Et pis accepter que tout le monde mate sa femme c’est un peu drôle. Mais je me suis laissé dire que y avait pas mal d’histoire de corneculs là-bas, c’est normal, c’est la nature après tout.
Comme Maman elle en avait marre de la télé et des séries d’action comme Derrick elle a décidé d’être intellectuelle et elle s’est abonné à un machin où ils envoye les livres qui faut lire, France Moisie que ça s’appelle.
Eh bien c’est pas terrible moi je trouve. La première semaine elle a reçut un livre sur les épluches patates ou un truc dans le genre écrit par un économisse qu’on voit à la télé. C’est bien du papier gâché pour expliquer pas grand chose. Après elle a eu un truc dégeulasse sur les tueurs en série et des affaires de crimes inexpliqués. Si c’est pas expliqué on se demande pourquoi ils écrivent des choses pareilles. Le troisième c’était un machin de mémoire sur une védette de cinoche qui expliquait qu’elle était née malheureuse dans un quartier de fauchés et de voleurs mais qu’elle avait réussi à s’en sortir en vendant des cure-dents à la sortie des cinémas. Et maintenant elle vit chez Ali Vod dans une grande baraque et même que ses cure-dents y sont en or massif avec des diamants au bout.
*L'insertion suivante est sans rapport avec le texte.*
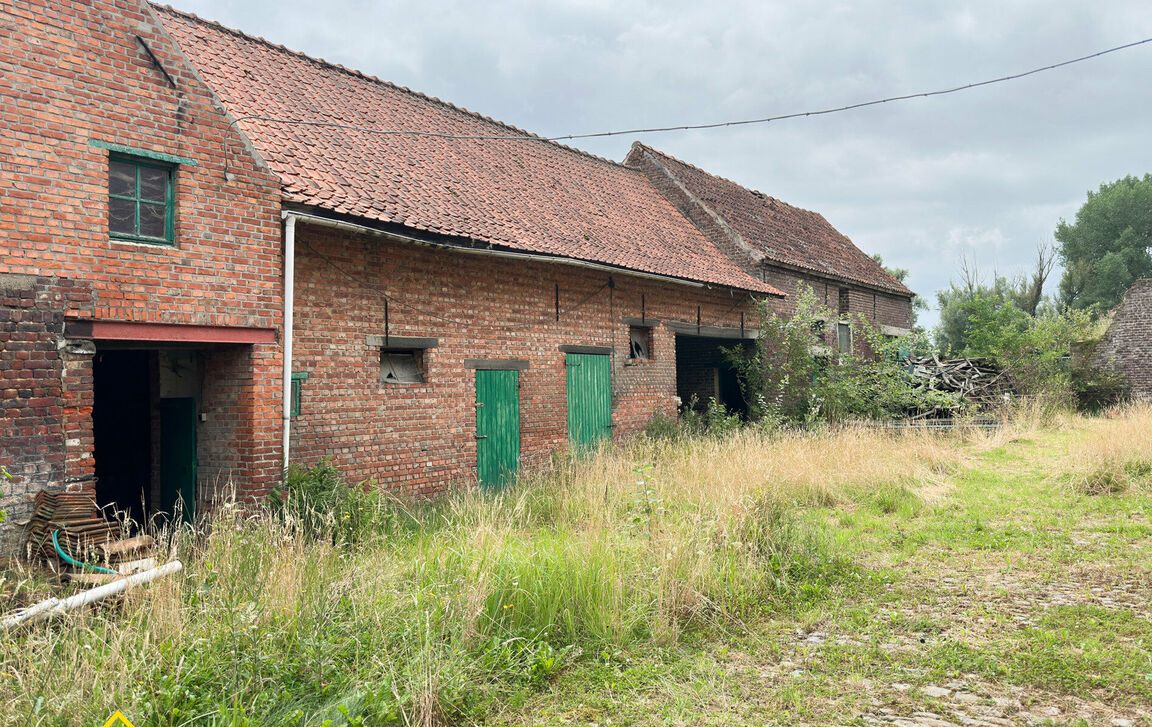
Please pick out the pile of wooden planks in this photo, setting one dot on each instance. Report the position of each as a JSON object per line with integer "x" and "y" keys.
{"x": 76, "y": 516}
{"x": 976, "y": 379}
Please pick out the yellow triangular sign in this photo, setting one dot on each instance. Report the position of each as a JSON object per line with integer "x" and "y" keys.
{"x": 118, "y": 718}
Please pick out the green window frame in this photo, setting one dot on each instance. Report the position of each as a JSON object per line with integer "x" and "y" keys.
{"x": 142, "y": 199}
{"x": 297, "y": 386}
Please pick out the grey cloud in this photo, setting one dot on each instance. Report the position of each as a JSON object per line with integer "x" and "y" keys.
{"x": 987, "y": 172}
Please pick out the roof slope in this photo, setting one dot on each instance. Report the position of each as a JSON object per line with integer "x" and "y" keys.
{"x": 532, "y": 196}
{"x": 766, "y": 229}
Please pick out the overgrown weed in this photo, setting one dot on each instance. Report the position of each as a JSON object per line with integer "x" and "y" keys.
{"x": 356, "y": 606}
{"x": 1114, "y": 456}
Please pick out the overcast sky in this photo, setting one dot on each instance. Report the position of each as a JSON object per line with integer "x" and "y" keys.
{"x": 985, "y": 173}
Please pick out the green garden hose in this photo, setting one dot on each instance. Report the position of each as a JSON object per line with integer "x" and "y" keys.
{"x": 73, "y": 561}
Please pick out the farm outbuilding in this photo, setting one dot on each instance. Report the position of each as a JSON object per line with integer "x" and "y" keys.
{"x": 225, "y": 259}
{"x": 1126, "y": 347}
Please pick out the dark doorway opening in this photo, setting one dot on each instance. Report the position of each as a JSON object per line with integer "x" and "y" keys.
{"x": 122, "y": 431}
{"x": 145, "y": 416}
{"x": 704, "y": 371}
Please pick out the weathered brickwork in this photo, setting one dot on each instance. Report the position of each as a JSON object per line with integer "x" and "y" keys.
{"x": 421, "y": 437}
{"x": 1127, "y": 346}
{"x": 76, "y": 77}
{"x": 43, "y": 386}
{"x": 876, "y": 307}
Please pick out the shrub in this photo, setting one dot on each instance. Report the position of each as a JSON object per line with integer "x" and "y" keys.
{"x": 790, "y": 379}
{"x": 318, "y": 502}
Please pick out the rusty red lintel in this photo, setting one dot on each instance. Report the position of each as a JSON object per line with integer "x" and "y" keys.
{"x": 120, "y": 331}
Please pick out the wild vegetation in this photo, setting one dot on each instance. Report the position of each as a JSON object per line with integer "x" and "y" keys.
{"x": 357, "y": 607}
{"x": 787, "y": 385}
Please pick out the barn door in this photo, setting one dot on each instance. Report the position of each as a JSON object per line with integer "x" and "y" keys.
{"x": 177, "y": 457}
{"x": 497, "y": 426}
{"x": 589, "y": 400}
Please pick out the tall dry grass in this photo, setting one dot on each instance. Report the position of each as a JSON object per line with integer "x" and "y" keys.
{"x": 1113, "y": 455}
{"x": 436, "y": 610}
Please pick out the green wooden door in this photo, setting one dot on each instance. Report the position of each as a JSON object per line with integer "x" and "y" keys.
{"x": 177, "y": 456}
{"x": 589, "y": 400}
{"x": 497, "y": 426}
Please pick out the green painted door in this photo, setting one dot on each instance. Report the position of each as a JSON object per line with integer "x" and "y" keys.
{"x": 177, "y": 456}
{"x": 589, "y": 400}
{"x": 497, "y": 426}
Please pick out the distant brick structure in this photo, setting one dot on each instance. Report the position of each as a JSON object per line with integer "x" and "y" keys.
{"x": 1127, "y": 346}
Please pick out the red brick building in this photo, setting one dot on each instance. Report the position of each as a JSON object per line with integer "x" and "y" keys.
{"x": 181, "y": 202}
{"x": 139, "y": 289}
{"x": 783, "y": 245}
{"x": 1127, "y": 345}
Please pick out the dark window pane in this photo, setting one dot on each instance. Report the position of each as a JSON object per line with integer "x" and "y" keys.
{"x": 400, "y": 368}
{"x": 122, "y": 179}
{"x": 152, "y": 219}
{"x": 122, "y": 217}
{"x": 153, "y": 183}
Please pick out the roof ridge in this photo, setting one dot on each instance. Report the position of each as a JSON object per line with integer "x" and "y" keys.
{"x": 370, "y": 77}
{"x": 791, "y": 206}
{"x": 725, "y": 179}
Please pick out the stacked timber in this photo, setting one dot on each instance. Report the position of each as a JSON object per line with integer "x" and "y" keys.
{"x": 976, "y": 379}
{"x": 76, "y": 516}
{"x": 86, "y": 537}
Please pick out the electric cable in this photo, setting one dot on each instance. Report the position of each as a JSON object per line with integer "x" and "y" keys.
{"x": 691, "y": 127}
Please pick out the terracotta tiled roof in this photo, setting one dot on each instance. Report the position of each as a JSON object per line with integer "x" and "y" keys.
{"x": 532, "y": 196}
{"x": 777, "y": 231}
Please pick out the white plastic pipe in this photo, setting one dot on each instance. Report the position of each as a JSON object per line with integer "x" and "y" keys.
{"x": 289, "y": 298}
{"x": 54, "y": 606}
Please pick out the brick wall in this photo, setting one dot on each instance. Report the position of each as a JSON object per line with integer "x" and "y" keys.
{"x": 421, "y": 437}
{"x": 1127, "y": 346}
{"x": 73, "y": 76}
{"x": 45, "y": 389}
{"x": 878, "y": 308}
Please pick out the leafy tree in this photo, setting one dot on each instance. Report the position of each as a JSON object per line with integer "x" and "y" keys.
{"x": 1109, "y": 244}
{"x": 1010, "y": 301}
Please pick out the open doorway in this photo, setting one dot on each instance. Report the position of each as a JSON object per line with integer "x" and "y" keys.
{"x": 144, "y": 426}
{"x": 122, "y": 431}
{"x": 704, "y": 372}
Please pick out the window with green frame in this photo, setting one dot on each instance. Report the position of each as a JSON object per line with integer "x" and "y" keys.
{"x": 141, "y": 199}
{"x": 297, "y": 385}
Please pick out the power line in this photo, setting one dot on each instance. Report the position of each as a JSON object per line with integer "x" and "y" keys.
{"x": 801, "y": 114}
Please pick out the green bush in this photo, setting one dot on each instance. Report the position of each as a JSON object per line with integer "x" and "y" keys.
{"x": 789, "y": 379}
{"x": 318, "y": 502}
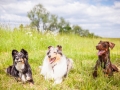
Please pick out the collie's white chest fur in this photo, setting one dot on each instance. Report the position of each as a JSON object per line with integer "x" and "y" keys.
{"x": 56, "y": 71}
{"x": 19, "y": 66}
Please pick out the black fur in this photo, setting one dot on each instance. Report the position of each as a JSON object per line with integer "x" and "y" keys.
{"x": 20, "y": 67}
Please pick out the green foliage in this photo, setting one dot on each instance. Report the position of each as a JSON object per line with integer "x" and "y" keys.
{"x": 81, "y": 49}
{"x": 40, "y": 16}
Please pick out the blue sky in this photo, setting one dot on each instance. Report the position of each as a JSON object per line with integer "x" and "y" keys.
{"x": 102, "y": 17}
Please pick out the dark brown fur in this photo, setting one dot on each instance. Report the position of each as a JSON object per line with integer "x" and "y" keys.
{"x": 104, "y": 58}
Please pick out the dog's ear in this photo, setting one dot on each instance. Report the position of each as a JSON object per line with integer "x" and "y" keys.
{"x": 59, "y": 47}
{"x": 111, "y": 45}
{"x": 49, "y": 47}
{"x": 24, "y": 52}
{"x": 14, "y": 52}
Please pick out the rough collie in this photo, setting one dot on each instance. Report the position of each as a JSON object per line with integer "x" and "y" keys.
{"x": 56, "y": 66}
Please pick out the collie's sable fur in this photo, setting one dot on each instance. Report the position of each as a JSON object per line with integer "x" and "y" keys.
{"x": 20, "y": 69}
{"x": 56, "y": 65}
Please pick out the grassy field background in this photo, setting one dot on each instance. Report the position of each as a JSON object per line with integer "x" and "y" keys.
{"x": 82, "y": 50}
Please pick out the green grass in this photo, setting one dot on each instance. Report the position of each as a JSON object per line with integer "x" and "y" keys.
{"x": 81, "y": 50}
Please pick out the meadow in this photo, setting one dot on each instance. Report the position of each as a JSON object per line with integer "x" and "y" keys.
{"x": 81, "y": 49}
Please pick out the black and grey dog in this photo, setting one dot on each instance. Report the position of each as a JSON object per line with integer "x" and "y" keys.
{"x": 20, "y": 69}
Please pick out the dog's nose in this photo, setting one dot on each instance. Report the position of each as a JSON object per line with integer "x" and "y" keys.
{"x": 49, "y": 56}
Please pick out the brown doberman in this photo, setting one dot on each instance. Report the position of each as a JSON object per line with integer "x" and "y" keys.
{"x": 104, "y": 58}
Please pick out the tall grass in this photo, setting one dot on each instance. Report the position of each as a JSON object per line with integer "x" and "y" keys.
{"x": 82, "y": 50}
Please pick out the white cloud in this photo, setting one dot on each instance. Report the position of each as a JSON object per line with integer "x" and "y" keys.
{"x": 94, "y": 17}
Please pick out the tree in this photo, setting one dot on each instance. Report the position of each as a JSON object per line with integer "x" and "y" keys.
{"x": 37, "y": 16}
Qu’est-ce qu’on en a à fiche de ses histoires à la gomme ? Le prochain y paraît que ça sera un roman qu’on vent que dans les gares, un truc de clocharde qui rencontre un prince charmant à nouillorke. Moi je lis pas d’habitude, alors toutes ces histoires à l’eau de rose ça me laisse froid. Le journal ça me suffit à lire pour les nouvelles et les zoroscopes, j’ai pas besoin qu’on me raconte les misères des autres et en plus, inventées, alors qui y a tant de malheur dans le monde.
Alors, après tout ça, voyez, pour le reste on verra demain.